Новый Мир - Золото небесных королей
Шрифт:
Другим неприятным последствием победного сражения, было потеря кривичами и берендеями части мечей, кольчуг, шлемов и щитов. Мечи кривичей, выкованные в Новогорде и Гнезде из болотного железа, были хороши против голяди, мокоши, эрзи и мери, не имеющих никакой защиты. Остро заточенные клинки из сбитой из нескольких кусков стали, рассекали людей пополам или от плеча до паха. Разбивали с одного удара плетёные щиты или деревянные палицы несчастных лесных жителей. Бой же с аварами, когда пришлось ударять клинок в клинок с аварскими изогнутым мечами, коваными восточными мастерами из большего количества брусков, имеющих разные места происхождения и свойства, необходимость рубить кольчуги, кольца и платины, нашитые на кожу панцирей, щиты с оковками, шлемы, привел к тому, что большая часть мечей была сломана. Они ломались при ударах и по сильной части, ближе к рукояти, и по слабой части, ближе к острию. При рубящих ударах они разлетались надвое, а при колющих, иногда и на несколько частей. Если таким мечом нужно было отразить удар секиры или топора, то меч ломался почти всегда. То, что у кривичей и бурундеев мечниками были только старшие дружинники, несколько выручило всех в бою. Помог также опыт старших воинов, привыкших быстро менять любое оружие в бою, из-за
Потери кольчуг и панцирей тоже были значительными. Обрывы колец из мягкого железа, потеря кусков плетеня, особенно у кольчуг кривичей из сведённых колец, разрубленные звенья кольчуг полтесков из закалённой стали, отрыв нашитых пластин и колец с кожаных панцирей бурундеев, делали большую часть этой защиты не пригодной без длительной починки. Несколько лучше дело обстояло у викингов. Многие из них обзавелись кольчугам незадолго до этого похода, и раньше их защитой был только шлем, и то не всегда, и ешё щит. Поэтому вражеские удары в меньшей степени достигли их кольчуг. И большая часть их ран, приходящаяся на ноги и голову, хорошо это подтверждало. Щиты у викингов были почти все изрублены, изуродованы и разбиты. Умбоны пробиты или погнуты, шнуровка окантовок разорвана, доски расслоились. Так-же дело обстояло у кривичей. Стреблянские щиты из прутьев, обтянутые кожей тура и лося, рассыпались, Только щиты полтесков, хотя тоже плетёные из прутьев и обтянутые кожей, пострадали не сильно и были пригодны для дальнейшего использования. Просто плетение их было концентрическое с жилами животных и они были покрыты просоленной многослойной кожей, твёрдой, словно камень.

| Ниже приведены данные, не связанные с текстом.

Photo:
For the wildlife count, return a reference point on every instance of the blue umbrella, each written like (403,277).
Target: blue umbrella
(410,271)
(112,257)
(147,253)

Копья и стрелы тоже были частью утеряны, частью повреждены. Меньше всего повреждения и утраты коснулись шлемов, у кого они были, топоров и ножей. Что касается лошадей, то прекрасные аварские кони, захваченные в начале сражения оказались так сильно изранены, что многие легли у реки и медленно умирали, отказываясь от питья и еды, глядя на мир влажными, будто от слёз, умным глазами из под длинных ресниц. Бурундеи, осматривающие их раны, только разводили руками. Другая часть лошадей была сильно утомлена, покрыта пеной, грязью и кровью, хромонога и изранена. Однако, вместе с лошадьми авар, пойманных на месте боёв и зарослях вокруг, их было теперь более ста, включая и лошадей для поклажи. Вместе с лошадьми моравских торговцев, захваченных до этого, их вместе хватало, чтобы посадить на них всех кривичей, бурундеев и полтесков, часть викингов или стреблян, заложников и обеспечить перевозку запасов. По указанию Стовова лошадей стали осматривать и распределять для ухода и кормления между дружинами Мечек и Вольга. Князя сейчас интересовали животные больше людей.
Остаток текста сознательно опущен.